Notice the use of light wall cabinets that contrast against the dark base cabinets, high backsplashes, lots of glass, lots of stainless steel.
This kitchen is all dark cabinets against light floors, light counter surfaces and light walls. Minimalistic features keep this kitchen from feeling closed in. even if they warmed up the walls with a little bit more color, a warmer white perhaps, this would still feel bright. This is a comfortable modern kitchen.
This contemporary kitchen incorporates frosted glass horizontal bifold doors against the stained wall cabinet frame to keep things light. Again, notice the repetition of light-dark-light. Light floors, dark cabinets, light counters and splash.
Small spaces can use dark cabinets too. This is different. Notice the dark cabinets are on top! They work well, look at the inserts. They are a stainless mesh screen. Notice the repetition here from bottom to top: light/light/light/dark/dark/light. Light floors, light base cabinets, light counters, dark splash, dark wall cabinets, light ceiling. This kitchen is just so darn cute! It has great elements: beautiful wood tones, large slate tiles on the back splash make the space look bigger, bright off white counters. The counters would be too busy if it as a granite. The curve in the counter for a lap top is great. The blinds are wood and the tape is a contrasting fabric that blends with the cherry cabinets. No crown, no light rail. Simpler is better here. The stainless selection on the hood, cook top and sink are perfect. White or black would have been a bad note in this lyrical space. Whats wrong is the client kept the ratty old bow back spindle chair. This one needs to be banished in favor of a contemporary chair. So cute!
So far we have looked at Modern spaces.

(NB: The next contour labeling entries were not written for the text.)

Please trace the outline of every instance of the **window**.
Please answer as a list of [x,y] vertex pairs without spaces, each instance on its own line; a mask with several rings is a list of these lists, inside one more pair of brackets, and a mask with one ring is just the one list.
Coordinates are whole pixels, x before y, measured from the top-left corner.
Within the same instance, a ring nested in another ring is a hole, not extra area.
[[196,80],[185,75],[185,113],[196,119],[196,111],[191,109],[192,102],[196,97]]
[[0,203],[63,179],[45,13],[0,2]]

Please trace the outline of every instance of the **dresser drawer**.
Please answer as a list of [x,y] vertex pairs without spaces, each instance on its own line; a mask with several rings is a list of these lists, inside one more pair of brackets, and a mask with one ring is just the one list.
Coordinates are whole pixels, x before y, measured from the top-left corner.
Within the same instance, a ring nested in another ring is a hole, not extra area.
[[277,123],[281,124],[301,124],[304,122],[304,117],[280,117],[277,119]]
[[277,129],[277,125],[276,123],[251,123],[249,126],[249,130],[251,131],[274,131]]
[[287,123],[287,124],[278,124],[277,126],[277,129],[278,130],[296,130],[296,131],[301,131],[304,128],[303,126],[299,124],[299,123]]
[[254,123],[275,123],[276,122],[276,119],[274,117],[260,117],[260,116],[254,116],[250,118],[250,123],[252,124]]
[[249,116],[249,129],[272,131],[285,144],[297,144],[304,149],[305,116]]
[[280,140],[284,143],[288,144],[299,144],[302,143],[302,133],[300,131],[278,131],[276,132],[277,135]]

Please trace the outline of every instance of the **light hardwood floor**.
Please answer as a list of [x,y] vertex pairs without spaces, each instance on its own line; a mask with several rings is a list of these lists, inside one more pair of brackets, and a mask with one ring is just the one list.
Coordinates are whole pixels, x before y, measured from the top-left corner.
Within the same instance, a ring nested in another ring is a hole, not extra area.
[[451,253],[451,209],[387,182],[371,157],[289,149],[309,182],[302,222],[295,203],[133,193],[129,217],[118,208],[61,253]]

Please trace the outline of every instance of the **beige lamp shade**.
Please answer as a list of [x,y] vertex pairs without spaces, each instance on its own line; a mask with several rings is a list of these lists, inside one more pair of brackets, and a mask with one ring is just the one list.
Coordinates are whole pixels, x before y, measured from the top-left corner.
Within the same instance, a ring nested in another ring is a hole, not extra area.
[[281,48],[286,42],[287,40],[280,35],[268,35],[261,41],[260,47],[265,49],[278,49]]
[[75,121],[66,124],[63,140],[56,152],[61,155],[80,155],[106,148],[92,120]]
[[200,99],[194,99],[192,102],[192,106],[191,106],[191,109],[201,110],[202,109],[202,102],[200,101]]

But traditional kitchens can also incorporate a little color ingenuity by combining colors in the design. The effect is welcoming. The lighter wood is Rustic Alder with a smoky-hued finish. Beautifully paired with a full-bodied finish on Lyptus to create a superb combination for this kitchen.

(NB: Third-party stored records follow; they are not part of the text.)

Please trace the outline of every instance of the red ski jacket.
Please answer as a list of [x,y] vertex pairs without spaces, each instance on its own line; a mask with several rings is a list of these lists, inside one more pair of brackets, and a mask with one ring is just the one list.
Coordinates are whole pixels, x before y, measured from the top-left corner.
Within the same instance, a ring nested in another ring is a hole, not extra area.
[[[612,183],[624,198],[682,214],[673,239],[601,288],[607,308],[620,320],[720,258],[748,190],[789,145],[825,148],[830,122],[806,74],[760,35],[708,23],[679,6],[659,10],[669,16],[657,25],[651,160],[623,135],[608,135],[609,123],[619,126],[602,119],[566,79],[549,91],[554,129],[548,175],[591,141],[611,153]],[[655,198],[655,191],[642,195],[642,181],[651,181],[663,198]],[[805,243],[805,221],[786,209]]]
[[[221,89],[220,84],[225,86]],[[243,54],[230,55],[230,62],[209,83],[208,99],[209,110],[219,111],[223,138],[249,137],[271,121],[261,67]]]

This transitional kitchen benefits from the flood of light coming in from the full walls of glass panels. The light honey blond of the floor and the light counter tops sets a beautiful counter point to the medium dark stain on the cabinets. I think this is one of my favorites yet!
This kitchen is beautiful but I would have suggested to the client they go a little further to complete the look. Something is a little off in this kitchen. Can you find it?
The refrigerator looks like they ran out of money and had to keep the old one. Folks, when you go this kind of expense, don’t skimp on the appliances. I would have ordered a built in refrigerator and applied integrated panels on the doors. The space is narrow and I want to see that refrigerator blend in, not stick out like a mistake. Also, the dark molding at the top of the refrigerator isn’t working either. It should match the white cabinets. The floor is maple natural and not the right tone. It is too light and contemporary looking. I would have gone with a shade or two darker and a wider plank. A hickory, cherry or oak floor would have looked better to complement the the traditional style of the kitchen.
Here is another one of my favorite kitchens. It has got all the elements, cleft stone walls in the back ground, a fireplace, painted cabinetry, stainless steel, dark wood tones, concrete, granite. Designed by Sandra Lutchens, this kitchen uses elements of oyster white as the primary cabinetry color. Anchored with a deep tone of Truffle on the island, paneling and trim, this kitchen is a dream. Notice the dark crown molding from the oven extending over the length of the range top wall. Great transition with shorter wall cabinets left and right of the hood. The island counter is a saturated coppery brown to match the island cabinets. Notice the dual sinks. Fabulous design!